Tuesday, September 8, 2009

First taste on the facebook application

I decided to write a facebook application. At least, that will increase my odds to work for facebook, isn't it?

Or, at least it helps me to work for xiaonei.com...

OK, come back to the point. Just follow the instruction on facebook. But several things remain to stop me from doing that. Several lessons:

* Use a host that supports php5 (or, maybe php4 is good enough?). I used godaddy's economical hosting, whose default configuration (IIS6) doesn't support php at all. Fortunately it provides a free (!!) update to IIS7 which works for php5. That confused me quite a while.

* Be careful for the settings:
- Call back URL. Make sure to end with a "/" at last.
- Use a IFrame to start with, and you can see the results for even a single HTML source page. Then be careful to change to FBML.
- When using FBML, write a index.php and write code to that file.

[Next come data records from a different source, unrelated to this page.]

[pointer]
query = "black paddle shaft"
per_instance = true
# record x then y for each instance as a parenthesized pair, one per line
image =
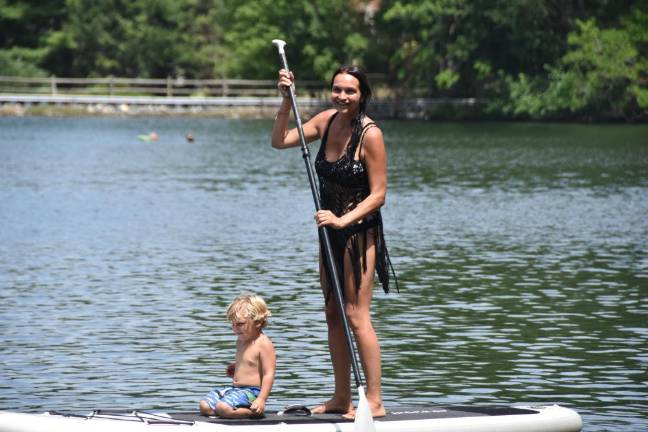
(331, 265)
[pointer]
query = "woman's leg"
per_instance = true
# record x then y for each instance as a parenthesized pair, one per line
(341, 400)
(358, 310)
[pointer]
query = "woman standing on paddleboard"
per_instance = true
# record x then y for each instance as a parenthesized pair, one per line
(351, 168)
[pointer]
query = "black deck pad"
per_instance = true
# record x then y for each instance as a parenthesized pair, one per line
(394, 414)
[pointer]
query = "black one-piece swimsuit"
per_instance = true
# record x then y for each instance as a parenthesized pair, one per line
(343, 184)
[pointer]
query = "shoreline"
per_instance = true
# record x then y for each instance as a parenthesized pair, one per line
(226, 107)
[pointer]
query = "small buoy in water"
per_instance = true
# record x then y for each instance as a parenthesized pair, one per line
(148, 137)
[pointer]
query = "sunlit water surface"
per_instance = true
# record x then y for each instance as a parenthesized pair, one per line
(521, 250)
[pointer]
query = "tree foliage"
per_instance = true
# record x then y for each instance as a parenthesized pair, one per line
(527, 58)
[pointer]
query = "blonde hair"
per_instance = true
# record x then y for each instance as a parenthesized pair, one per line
(250, 306)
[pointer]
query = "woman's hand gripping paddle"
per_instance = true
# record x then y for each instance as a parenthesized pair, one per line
(363, 419)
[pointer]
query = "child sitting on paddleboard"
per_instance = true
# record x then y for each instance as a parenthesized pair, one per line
(253, 371)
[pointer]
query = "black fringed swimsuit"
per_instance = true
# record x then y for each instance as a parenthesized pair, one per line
(343, 185)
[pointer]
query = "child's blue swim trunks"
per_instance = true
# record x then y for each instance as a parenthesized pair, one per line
(236, 397)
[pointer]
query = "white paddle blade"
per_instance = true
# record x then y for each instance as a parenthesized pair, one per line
(279, 44)
(364, 420)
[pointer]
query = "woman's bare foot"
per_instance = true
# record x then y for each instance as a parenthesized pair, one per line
(377, 410)
(333, 406)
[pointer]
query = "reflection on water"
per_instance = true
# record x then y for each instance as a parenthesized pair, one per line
(521, 249)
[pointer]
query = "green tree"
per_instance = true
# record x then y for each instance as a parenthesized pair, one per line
(319, 35)
(24, 28)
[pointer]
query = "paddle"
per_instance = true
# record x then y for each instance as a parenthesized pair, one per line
(364, 419)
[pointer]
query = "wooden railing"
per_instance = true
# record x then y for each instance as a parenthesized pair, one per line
(169, 87)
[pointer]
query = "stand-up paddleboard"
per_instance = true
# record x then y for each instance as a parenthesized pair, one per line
(552, 418)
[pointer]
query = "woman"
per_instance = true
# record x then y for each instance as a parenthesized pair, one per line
(351, 167)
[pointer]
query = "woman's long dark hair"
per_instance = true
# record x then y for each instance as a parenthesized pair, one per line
(365, 96)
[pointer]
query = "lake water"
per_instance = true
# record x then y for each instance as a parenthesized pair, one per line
(521, 249)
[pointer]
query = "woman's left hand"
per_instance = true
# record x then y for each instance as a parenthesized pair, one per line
(327, 218)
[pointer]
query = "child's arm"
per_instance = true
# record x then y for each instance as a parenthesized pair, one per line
(268, 359)
(231, 368)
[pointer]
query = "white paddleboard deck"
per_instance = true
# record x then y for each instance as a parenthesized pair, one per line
(552, 418)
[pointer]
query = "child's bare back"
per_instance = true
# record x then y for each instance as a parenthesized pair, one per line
(253, 371)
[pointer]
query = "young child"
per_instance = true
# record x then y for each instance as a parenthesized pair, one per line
(253, 371)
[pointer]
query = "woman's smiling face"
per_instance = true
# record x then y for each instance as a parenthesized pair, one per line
(345, 93)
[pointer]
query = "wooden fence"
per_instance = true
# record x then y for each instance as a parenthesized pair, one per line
(169, 87)
(255, 97)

Now I'm using the example provided by facebook (Get started quickly with some example code) which is a php code (FBML also works).

Gotta move on. Add oil!

Sunday, July 26, 2009

MapReduce.. PartI

I want to summarize my recent experience using MapReduce Framework.

Actually I will start after if you can successfully run a single-alone version of "wordcount" application. And it is more than just putting everything of single-alone code to the cluster and run it.

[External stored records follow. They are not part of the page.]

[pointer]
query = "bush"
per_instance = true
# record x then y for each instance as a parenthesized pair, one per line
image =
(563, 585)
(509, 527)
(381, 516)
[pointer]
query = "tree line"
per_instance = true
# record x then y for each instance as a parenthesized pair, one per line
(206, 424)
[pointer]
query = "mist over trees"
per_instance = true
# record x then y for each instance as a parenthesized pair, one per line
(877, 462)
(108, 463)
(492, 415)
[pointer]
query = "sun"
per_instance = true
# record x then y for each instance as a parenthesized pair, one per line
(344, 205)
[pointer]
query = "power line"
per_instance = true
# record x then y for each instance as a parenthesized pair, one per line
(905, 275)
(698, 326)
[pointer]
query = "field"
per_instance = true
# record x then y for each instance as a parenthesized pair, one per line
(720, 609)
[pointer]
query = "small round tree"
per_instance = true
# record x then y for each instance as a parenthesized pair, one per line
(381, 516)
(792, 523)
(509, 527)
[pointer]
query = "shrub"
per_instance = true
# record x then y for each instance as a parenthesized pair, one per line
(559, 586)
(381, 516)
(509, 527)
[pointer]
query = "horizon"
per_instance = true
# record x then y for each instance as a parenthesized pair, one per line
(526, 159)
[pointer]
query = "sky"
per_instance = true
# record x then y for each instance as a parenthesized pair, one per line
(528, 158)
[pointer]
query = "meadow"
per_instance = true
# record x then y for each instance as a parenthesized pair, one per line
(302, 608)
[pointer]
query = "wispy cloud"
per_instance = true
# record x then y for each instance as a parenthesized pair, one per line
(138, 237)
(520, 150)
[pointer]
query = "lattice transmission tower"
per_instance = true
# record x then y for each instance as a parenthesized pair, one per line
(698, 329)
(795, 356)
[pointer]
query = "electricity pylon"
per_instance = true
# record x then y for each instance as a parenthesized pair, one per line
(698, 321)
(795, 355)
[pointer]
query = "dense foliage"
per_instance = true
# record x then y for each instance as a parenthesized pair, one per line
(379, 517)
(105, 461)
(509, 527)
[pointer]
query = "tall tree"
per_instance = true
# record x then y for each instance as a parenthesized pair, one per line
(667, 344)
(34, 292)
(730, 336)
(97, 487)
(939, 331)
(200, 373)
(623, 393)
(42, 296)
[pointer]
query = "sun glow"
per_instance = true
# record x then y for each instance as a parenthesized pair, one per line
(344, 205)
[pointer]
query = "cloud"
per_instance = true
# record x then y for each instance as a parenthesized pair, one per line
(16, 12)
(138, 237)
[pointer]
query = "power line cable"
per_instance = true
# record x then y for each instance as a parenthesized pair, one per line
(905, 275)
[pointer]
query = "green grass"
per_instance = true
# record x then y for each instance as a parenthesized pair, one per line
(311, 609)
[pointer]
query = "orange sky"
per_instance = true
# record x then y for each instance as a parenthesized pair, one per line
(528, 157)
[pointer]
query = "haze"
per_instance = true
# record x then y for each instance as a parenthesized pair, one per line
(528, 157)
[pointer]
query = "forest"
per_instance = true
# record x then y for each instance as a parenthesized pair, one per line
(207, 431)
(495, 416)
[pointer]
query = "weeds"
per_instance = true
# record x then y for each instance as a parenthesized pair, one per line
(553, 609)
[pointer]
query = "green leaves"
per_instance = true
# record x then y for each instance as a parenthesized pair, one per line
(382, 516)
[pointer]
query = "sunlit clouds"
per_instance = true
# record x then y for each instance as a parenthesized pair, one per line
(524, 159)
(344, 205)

Moreover, I'll not introduce how to configure MapReduce on the cluster... Actually this time someone else has set it up for us users.

Let's begin now.

Tip#1
This one is related not to MapReduce, but the difference between Windows and Linux.

Well, as i found out earlier, cygwin is a cool tool, because you can simulate a Linux environment from windows, AND something more: for example, after I setting up Java environment under windows, you can directly use that Java under linux as well, without the need to install again.

Well... really good?

However, as I turned out later then, another programming tool, gcc, yeilds different results when compiling under cygwin and real Linux.

Maybe Java indeed is more a platform-independent programming language.

Tip#2
There are several reasons why programs running fine under single-alone MapReduce framework cannot work on the cluster (fully distributed MapReduce mode).

Here is one:
You should not assume that, you can smoothly pass parameters to Map and Reduce functions, from, e.g., class member variables. For example:

public class WordCount {
int screwyou;
public static class Map ...
{
public void map()
{
...
}
}

public static class Reduce ...
{
public void reduce()
{
...
}
}

public static void main(String[] args) throws Exception {
int screwyou=1;
...
}
}

Then you cannot assume that map/reduce function can access to screwyou variable (because you're screwed). Instead, you need some other mechanism to pass variable. Actually I haven't understood very well how to do that, but the general idea is, use:

public void configure(JobConf job) {}

function inside map and reduce to pass values. You can look at RandomWriter.java to see the example there.


to be continued...

Sunday, June 28, 2009

EM and etc.

OK, i admit that it's the Nth time that I studied EM algorithm all over again. But I don't quite blame myself when N<=10. I follows wikipedia page but didn't finish reading that. So were some other materials like this. Two most unbearable things related: different set of notations, and theory without concrete and suitable examples.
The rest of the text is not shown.